L’histoire du Français d’origine camerounaise Michel Thierry Atangana est digne d’un roman de Franz Kafka. Le 12 mai 1997, alors qu’il vivait au Cameroun, son pays d’origine, depuis plusieurs années, il est arrêté par les autorités et placé en garde à vue. On l’accuse de détourner des fonds au bénéfice d’un opposant au pouvoir en place. Quelques semaines plus tard, il est condamné sans preuves. Il passera dix-sept ans dans un sous-sol du Secrétariat à la défense, une pièce minuscule, sans fenêtre, sans aération, sans droit de visite et avec de très courtes sorties.
Emprisonné à tort
En 2008, le juge d’instruction rend une ordonnance de non-lieu, mais son statut ne change pas. En 2012, un autre tribunal confirme sa peine, et la rallonge. Cette deuxième condamnation pousse le Groupe de travail des Nations unies sur la détention arbitraire, créé en 1991, à réagir. Depuis Genève, ces experts jugent que Michel Thierry Atangana est emprisonné à tort et réclament sa libération immédiate ainsi qu’une réparation pour les torts subis. Quelques semaines après la publication de cet avis, le président du Cameroun, Paul Biya, lui octroie par décret une remise de peine. C’est la fin de son calvaire.

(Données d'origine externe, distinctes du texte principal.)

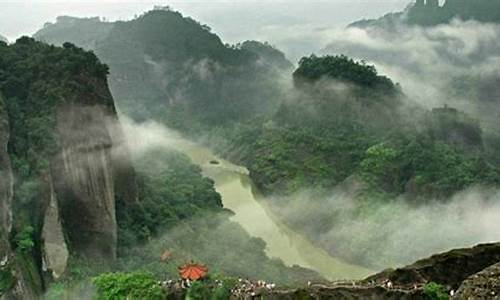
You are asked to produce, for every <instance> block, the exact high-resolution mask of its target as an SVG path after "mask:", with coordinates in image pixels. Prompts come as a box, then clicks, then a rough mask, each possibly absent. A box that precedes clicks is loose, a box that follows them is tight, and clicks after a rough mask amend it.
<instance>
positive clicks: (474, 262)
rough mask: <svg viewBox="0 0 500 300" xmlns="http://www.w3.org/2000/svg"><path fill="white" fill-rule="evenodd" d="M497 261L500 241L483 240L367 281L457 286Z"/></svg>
mask: <svg viewBox="0 0 500 300" xmlns="http://www.w3.org/2000/svg"><path fill="white" fill-rule="evenodd" d="M497 262H500V243H496V244H483V245H478V246H475V247H473V248H464V249H455V250H452V251H449V252H445V253H441V254H436V255H433V256H431V257H429V258H426V259H422V260H419V261H417V262H415V263H414V264H411V265H409V266H406V267H403V268H399V269H395V270H393V269H389V270H385V271H383V272H381V273H379V274H376V275H373V276H370V277H368V278H367V279H365V280H364V281H365V282H381V281H383V280H385V279H389V280H390V281H392V282H393V284H394V285H396V286H411V285H414V284H417V285H420V284H425V283H428V282H436V283H439V284H442V285H445V286H448V287H449V288H450V289H457V288H458V287H459V286H460V284H461V283H462V281H464V280H465V279H466V278H467V277H469V276H471V275H473V274H475V273H477V272H480V271H481V270H483V269H485V268H487V267H488V266H491V265H493V264H495V263H497Z"/></svg>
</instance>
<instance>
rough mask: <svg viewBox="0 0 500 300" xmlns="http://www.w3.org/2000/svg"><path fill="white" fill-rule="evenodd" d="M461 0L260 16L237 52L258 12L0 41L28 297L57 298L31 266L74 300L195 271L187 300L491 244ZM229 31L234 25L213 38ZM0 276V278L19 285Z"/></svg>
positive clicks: (443, 287) (62, 20) (490, 138)
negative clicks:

Michel Thierry Atangana : "La France m'a... by lemondefr
Le 28 février 2014, il rentre enfin en France. Mais sa situation n’est pas réglée pour autant : la justice camerounaise ne l’a pas blanchi des charges qui pèsent contre lui. Et tant que c’est le cas, les fonds qu’il possédait à Yaoundé restent bloqués. Paul Biya a nommé un groupe de travail interministériel chargé d’étudier son cas, mais ses conclusions se font attendre. « Comme nous ne sommes pas soutenus par la France, nous nous retrouvons comme de simples civils, face à un Etat dont on connaît la lenteur », regrette son avocate Marie-Agnès Nicolas, dont le cabinet, Hughes Hubbard and Reed, défend pro bono Michel Thierry Atangana.

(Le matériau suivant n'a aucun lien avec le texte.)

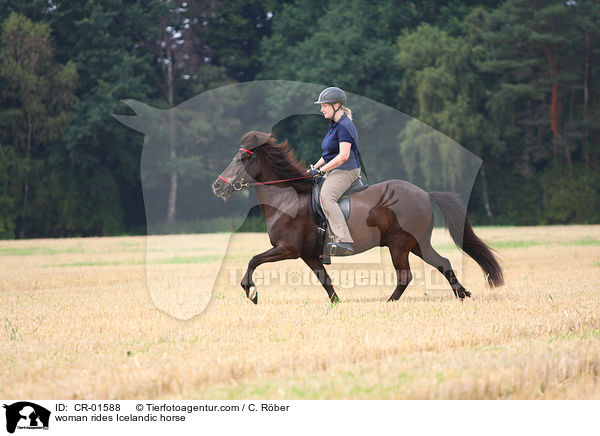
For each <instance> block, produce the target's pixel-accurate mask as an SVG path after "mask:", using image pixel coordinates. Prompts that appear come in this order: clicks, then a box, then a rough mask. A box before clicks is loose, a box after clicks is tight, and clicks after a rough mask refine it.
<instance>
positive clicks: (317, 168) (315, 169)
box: [313, 158, 325, 170]
mask: <svg viewBox="0 0 600 436" xmlns="http://www.w3.org/2000/svg"><path fill="white" fill-rule="evenodd" d="M323 165H325V159H323V158H321V159H319V161H318V162H317V163H316V164H314V165H313V168H314V169H315V170H316V169H319V168H321V167H322V166H323Z"/></svg>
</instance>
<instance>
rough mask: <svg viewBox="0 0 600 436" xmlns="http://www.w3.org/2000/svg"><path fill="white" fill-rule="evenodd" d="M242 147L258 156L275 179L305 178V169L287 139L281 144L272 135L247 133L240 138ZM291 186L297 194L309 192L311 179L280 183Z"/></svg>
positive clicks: (251, 132) (310, 178) (304, 179)
mask: <svg viewBox="0 0 600 436" xmlns="http://www.w3.org/2000/svg"><path fill="white" fill-rule="evenodd" d="M242 145H243V146H246V147H248V149H249V150H250V149H251V150H253V151H254V152H255V153H257V154H258V156H259V157H260V159H261V161H262V162H263V164H264V165H268V166H269V168H270V169H271V170H272V171H273V172H274V173H275V175H276V177H277V179H293V178H295V177H305V176H306V175H307V174H306V168H305V167H304V165H303V164H302V163H301V162H300V161H298V159H297V158H296V156H295V154H294V151H293V150H292V149H291V147H290V146H289V144H288V141H287V139H286V140H284V141H283V142H281V143H278V142H277V138H276V137H275V135H274V134H273V133H263V132H248V133H246V134H245V135H244V137H243V138H242ZM282 183H286V184H288V185H291V186H292V187H293V188H294V189H295V190H296V191H298V192H310V191H311V189H312V185H313V179H311V178H307V179H300V180H293V181H289V182H282Z"/></svg>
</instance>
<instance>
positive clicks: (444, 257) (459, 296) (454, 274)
mask: <svg viewBox="0 0 600 436" xmlns="http://www.w3.org/2000/svg"><path fill="white" fill-rule="evenodd" d="M430 238H431V233H429V234H428V235H427V236H426V237H423V238H421V240H420V241H419V243H418V244H417V245H415V246H414V247H413V249H412V252H413V253H414V254H416V255H417V256H419V257H420V258H421V259H423V260H424V261H425V262H427V263H428V264H429V265H431V266H433V267H434V268H435V269H437V270H438V271H439V272H441V273H442V275H443V276H444V277H446V280H448V283H449V284H450V287H452V291H453V292H454V295H455V296H456V297H457V298H460V299H461V300H462V299H464V298H465V297H470V296H471V293H470V292H469V291H467V290H466V289H465V288H464V286H463V285H461V284H460V282H459V281H458V278H456V274H455V273H454V270H453V269H452V265H450V261H449V260H448V259H446V258H445V257H442V256H441V255H440V254H439V253H438V252H437V251H435V250H434V248H433V247H432V246H431V241H430Z"/></svg>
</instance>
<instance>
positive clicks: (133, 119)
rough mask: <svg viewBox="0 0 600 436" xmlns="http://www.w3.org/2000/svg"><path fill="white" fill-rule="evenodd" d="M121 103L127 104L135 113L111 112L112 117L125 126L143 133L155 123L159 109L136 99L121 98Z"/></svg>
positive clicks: (152, 125) (149, 129) (151, 126)
mask: <svg viewBox="0 0 600 436" xmlns="http://www.w3.org/2000/svg"><path fill="white" fill-rule="evenodd" d="M121 103H124V104H126V105H127V106H129V107H130V108H131V109H133V111H134V112H135V113H136V114H137V115H134V116H130V115H117V114H112V116H113V117H115V118H116V119H117V120H118V121H120V122H121V123H123V124H125V125H126V126H127V127H130V128H132V129H134V130H137V131H138V132H142V133H144V134H145V133H148V132H149V131H150V129H151V128H152V127H153V126H155V125H156V121H157V117H158V114H159V112H160V110H159V109H155V108H153V107H152V106H148V105H147V104H144V103H142V102H139V101H136V100H121Z"/></svg>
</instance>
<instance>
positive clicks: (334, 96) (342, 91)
mask: <svg viewBox="0 0 600 436" xmlns="http://www.w3.org/2000/svg"><path fill="white" fill-rule="evenodd" d="M321 103H330V104H333V103H342V104H343V105H345V104H346V93H345V92H344V91H342V90H341V89H340V88H337V87H335V86H331V87H329V88H326V89H324V90H323V91H321V93H320V94H319V98H318V99H317V101H315V103H314V104H321Z"/></svg>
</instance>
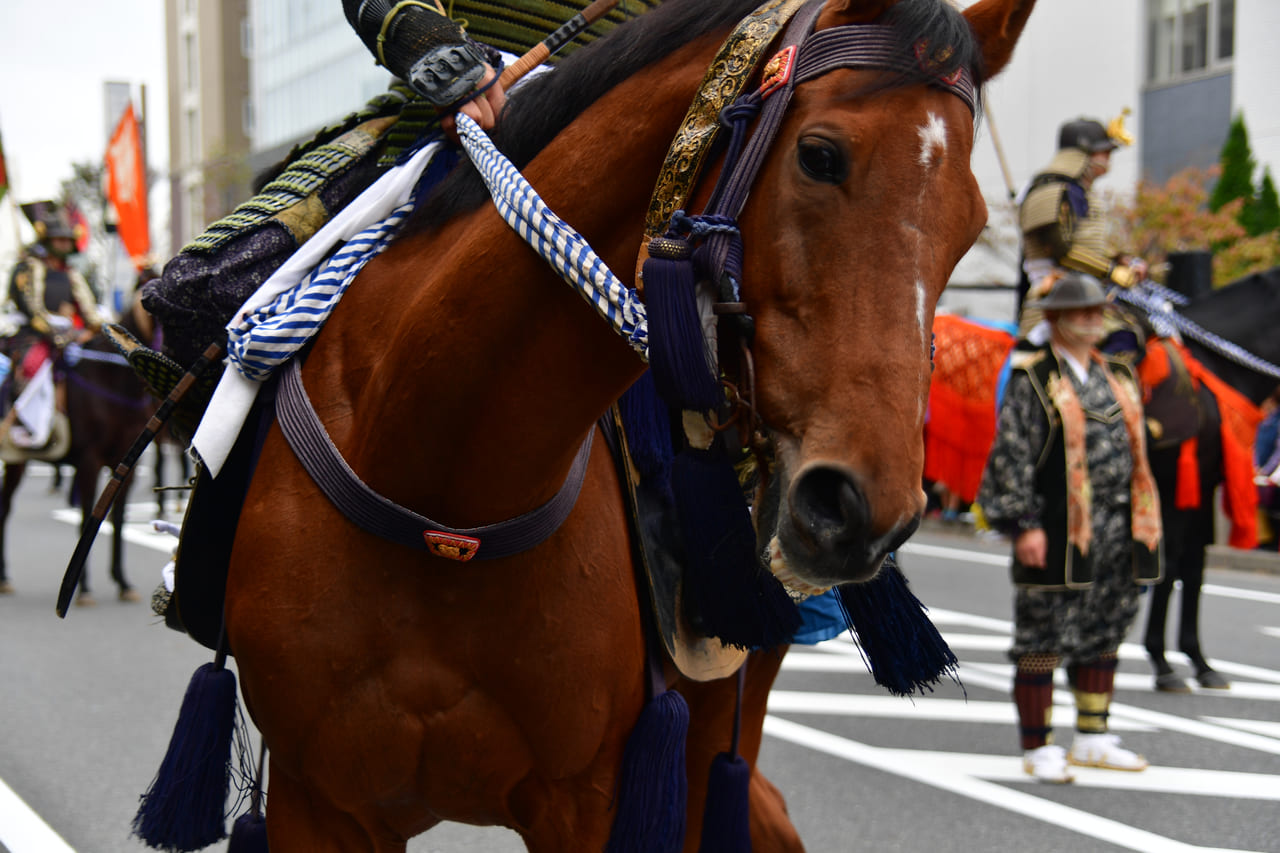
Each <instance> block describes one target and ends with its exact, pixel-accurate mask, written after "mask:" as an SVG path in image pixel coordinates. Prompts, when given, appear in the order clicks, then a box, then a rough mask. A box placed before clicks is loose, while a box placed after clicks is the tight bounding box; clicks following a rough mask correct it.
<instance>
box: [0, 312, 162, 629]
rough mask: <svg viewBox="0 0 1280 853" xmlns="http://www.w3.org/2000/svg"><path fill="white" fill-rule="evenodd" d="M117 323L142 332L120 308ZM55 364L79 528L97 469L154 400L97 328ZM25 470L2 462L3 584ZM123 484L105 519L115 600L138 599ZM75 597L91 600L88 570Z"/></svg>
mask: <svg viewBox="0 0 1280 853" xmlns="http://www.w3.org/2000/svg"><path fill="white" fill-rule="evenodd" d="M120 325H124V327H125V328H128V329H129V330H131V332H132V333H134V334H140V333H141V329H140V327H138V323H137V321H136V320H134V318H133V316H132V314H131V313H125V315H124V318H122V320H120ZM73 360H74V364H72V361H73ZM58 366H59V369H60V370H61V371H63V373H64V377H65V388H67V418H68V420H69V421H70V448H69V450H68V452H67V456H65V457H63V459H61V460H60V461H59V462H58V464H60V465H69V466H72V469H73V470H74V476H73V480H72V502H73V503H74V505H76V506H78V507H79V508H81V512H82V523H81V526H82V530H83V525H84V524H86V521H87V520H88V516H90V512H91V511H92V508H93V503H95V501H96V497H97V482H99V476H100V474H101V471H102V469H104V467H113V466H115V465H116V464H118V462H119V461H120V460H122V459H124V456H125V453H127V452H128V450H129V447H131V446H132V444H133V441H134V439H136V438H137V437H138V434H140V433H141V432H142V429H143V427H146V423H147V420H148V419H150V418H151V414H152V412H154V411H155V409H156V405H157V402H156V401H155V398H154V397H151V394H148V393H147V391H146V388H145V387H143V384H142V382H141V380H140V379H138V378H137V375H134V373H133V370H132V369H131V368H129V366H128V362H127V361H125V360H124V357H123V356H120V355H119V353H118V352H116V350H115V347H114V346H113V345H111V343H110V342H109V341H108V339H106V337H105V336H102V334H99V336H95V337H93V338H92V339H91V341H90V342H87V343H86V345H83V347H82V352H81V353H79V357H78V359H74V353H73V355H72V357H69V356H68V352H65V351H64V352H63V353H60V355H59V362H58ZM26 470H27V462H6V464H5V465H4V484H3V488H0V584H4V585H5V587H8V580H6V578H8V570H6V562H5V535H6V533H5V530H6V526H8V520H9V510H10V508H12V506H13V497H14V493H15V492H17V491H18V485H19V484H20V483H22V476H23V474H24V473H26ZM131 479H132V478H131ZM128 488H129V479H127V480H125V482H124V484H123V485H122V489H120V494H119V497H118V500H116V501H115V503H114V505H113V506H111V515H110V519H111V524H113V526H114V535H113V537H111V580H114V581H115V584H116V588H118V596H119V598H120V601H138V598H140V597H138V593H137V592H136V590H134V589H133V587H132V585H131V584H129V581H128V580H127V579H125V576H124V538H123V535H124V507H125V498H127V494H128ZM77 603H79V605H91V603H93V598H92V594H91V593H90V588H88V573H86V574H84V576H83V578H82V580H81V587H79V598H78V599H77Z"/></svg>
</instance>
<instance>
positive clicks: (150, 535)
mask: <svg viewBox="0 0 1280 853" xmlns="http://www.w3.org/2000/svg"><path fill="white" fill-rule="evenodd" d="M136 506H137V505H132V503H131V505H129V506H128V507H125V514H124V517H125V519H128V517H129V515H131V510H133V508H134V507H136ZM150 508H151V514H150V515H146V514H138V515H140V516H141V517H146V519H147V520H146V521H125V523H124V540H125V542H132V543H133V544H137V546H142V547H143V548H151V549H152V551H159V552H161V553H164V555H169V553H172V552H173V549H174V547H177V544H178V540H177V539H175V538H173V537H172V535H169V534H168V533H156V532H155V530H154V529H152V528H151V519H154V517H157V516H156V515H155V505H154V503H152V505H150ZM52 516H54V520H56V521H63V523H64V524H70V525H72V526H77V528H78V526H79V524H81V512H79V510H73V508H69V507H68V508H61V510H54V512H52ZM114 530H115V526H114V525H113V524H111V523H110V521H104V523H102V526H101V529H100V530H99V533H97V535H99V537H110V535H111V534H113V532H114ZM157 571H159V570H157Z"/></svg>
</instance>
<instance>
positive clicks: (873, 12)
mask: <svg viewBox="0 0 1280 853" xmlns="http://www.w3.org/2000/svg"><path fill="white" fill-rule="evenodd" d="M895 3H897V0H827V3H826V4H824V5H823V8H822V14H820V15H819V17H818V26H817V28H818V29H826V28H827V27H833V26H836V24H835V22H833V18H836V17H837V15H838V18H840V23H842V24H861V23H870V22H872V20H876V19H877V18H879V17H881V15H882V14H884V12H886V10H887V9H888V8H890V6H892V5H893V4H895Z"/></svg>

« Besoin d’une assistance concrète »
A Paris, la situation du Français n’est pas beaucoup plus claire. Une plainte contre X pour détention arbitraire a été déposée par Michel Atangana, mais, là aussi, les choses traînent. Tant que la procédure est en cours, il ne peut bénéficier des aides de la Commission d’indemnisation des victimes d’infraction (CIVI), ni de celles du Fonds de garantie des victimes des actes de terrorisme. Quant aux autorités, elles font la sourde oreille. François Hollande et Laurent Fabius ont bien reçu Michel Atangana à sa libération. Depuis, il ne se passe plus rien.

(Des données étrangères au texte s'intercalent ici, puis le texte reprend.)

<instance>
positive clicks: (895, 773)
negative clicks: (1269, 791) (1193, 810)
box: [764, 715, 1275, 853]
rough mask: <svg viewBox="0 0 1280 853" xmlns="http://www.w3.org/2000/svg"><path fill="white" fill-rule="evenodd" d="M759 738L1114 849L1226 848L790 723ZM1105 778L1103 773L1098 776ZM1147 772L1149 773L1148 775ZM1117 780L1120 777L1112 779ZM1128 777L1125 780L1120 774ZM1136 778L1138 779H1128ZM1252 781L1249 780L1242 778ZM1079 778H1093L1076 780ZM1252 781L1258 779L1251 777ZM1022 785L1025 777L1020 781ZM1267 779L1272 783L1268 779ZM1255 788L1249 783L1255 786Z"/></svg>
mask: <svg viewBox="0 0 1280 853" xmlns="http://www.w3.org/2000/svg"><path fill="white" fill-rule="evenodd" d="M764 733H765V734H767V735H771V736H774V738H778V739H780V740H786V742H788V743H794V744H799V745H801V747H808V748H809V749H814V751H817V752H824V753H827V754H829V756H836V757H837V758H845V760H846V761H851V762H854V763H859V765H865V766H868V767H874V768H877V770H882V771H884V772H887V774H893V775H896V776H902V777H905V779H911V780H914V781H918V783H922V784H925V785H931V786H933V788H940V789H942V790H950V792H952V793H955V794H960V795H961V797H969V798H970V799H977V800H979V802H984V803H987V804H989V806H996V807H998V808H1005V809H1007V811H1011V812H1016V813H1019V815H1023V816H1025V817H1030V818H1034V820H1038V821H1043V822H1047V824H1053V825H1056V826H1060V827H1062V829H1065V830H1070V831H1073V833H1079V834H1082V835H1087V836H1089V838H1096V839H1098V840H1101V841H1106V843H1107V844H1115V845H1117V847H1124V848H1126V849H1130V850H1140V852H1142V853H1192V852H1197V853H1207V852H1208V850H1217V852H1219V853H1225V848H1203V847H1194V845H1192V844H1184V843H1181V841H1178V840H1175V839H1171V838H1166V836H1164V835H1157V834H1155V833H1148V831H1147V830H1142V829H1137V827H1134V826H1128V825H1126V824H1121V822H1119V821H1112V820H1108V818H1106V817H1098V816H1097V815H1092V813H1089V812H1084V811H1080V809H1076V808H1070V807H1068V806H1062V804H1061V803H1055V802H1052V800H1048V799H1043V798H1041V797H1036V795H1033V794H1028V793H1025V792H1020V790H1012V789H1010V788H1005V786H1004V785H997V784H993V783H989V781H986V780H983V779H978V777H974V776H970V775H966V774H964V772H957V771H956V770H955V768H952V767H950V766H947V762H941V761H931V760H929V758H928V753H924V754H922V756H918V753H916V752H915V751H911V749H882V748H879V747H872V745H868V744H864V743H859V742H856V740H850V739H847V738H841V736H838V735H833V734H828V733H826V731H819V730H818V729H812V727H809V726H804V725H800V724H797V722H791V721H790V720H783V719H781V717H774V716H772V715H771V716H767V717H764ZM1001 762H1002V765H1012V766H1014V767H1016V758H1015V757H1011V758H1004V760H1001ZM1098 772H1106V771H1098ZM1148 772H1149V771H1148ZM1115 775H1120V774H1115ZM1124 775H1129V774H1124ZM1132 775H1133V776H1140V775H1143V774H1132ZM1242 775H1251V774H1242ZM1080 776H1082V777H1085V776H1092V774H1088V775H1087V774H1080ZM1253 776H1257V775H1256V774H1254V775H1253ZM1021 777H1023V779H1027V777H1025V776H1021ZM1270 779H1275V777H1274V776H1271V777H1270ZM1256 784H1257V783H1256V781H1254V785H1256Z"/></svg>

« Les gens se disent que j’ai été libéré, et que c’est déjà pas mal, explique Michel Atangana. Mais les victimes de détention arbitraire ont besoin d’une assistance concrète, conformément à ce que préconise le Groupe de travail des Nations unies. Comment justifiez-vous que ma seule alternative, c’est de pointer au RSA ? La France se présente comme la terre des droits de l’homme, alors qu’elle m’a laissé tomber. Quelle hypocrisie ! » Le Quai d’Orsay a bien fourni une attestation à Michel Atangana. Mais, dans ce document, rien n’indique que son emprisonnement était arbitraire. Pas question, pour Paris, d’émettre un jugement de cet ordre tant que Yaoundé ne s’est pas prononcé sur le sujet.
Aujourd’hui, Michel Atangana réside seul à Paris. S’il parvient à joindre les deux bouts, c’est uniquement grâce à son réseau. L’association Atangana contre l’oppression et l’arbitraire se montre très active. Pour Roland Adjovi, président du Groupe de travail onusien, l’affaire Atangana représente « la contradiction profonde des Etats sur le sujet et un déni de l’être humain. La France n’est pas coupable de la détention de M. Atangana. Mais, en tant que premier défenseur du Groupe de travail aux Nations unies, elle devrait en respecter les conclusions et accompagner son ressortissant dans sa réhabilitation ».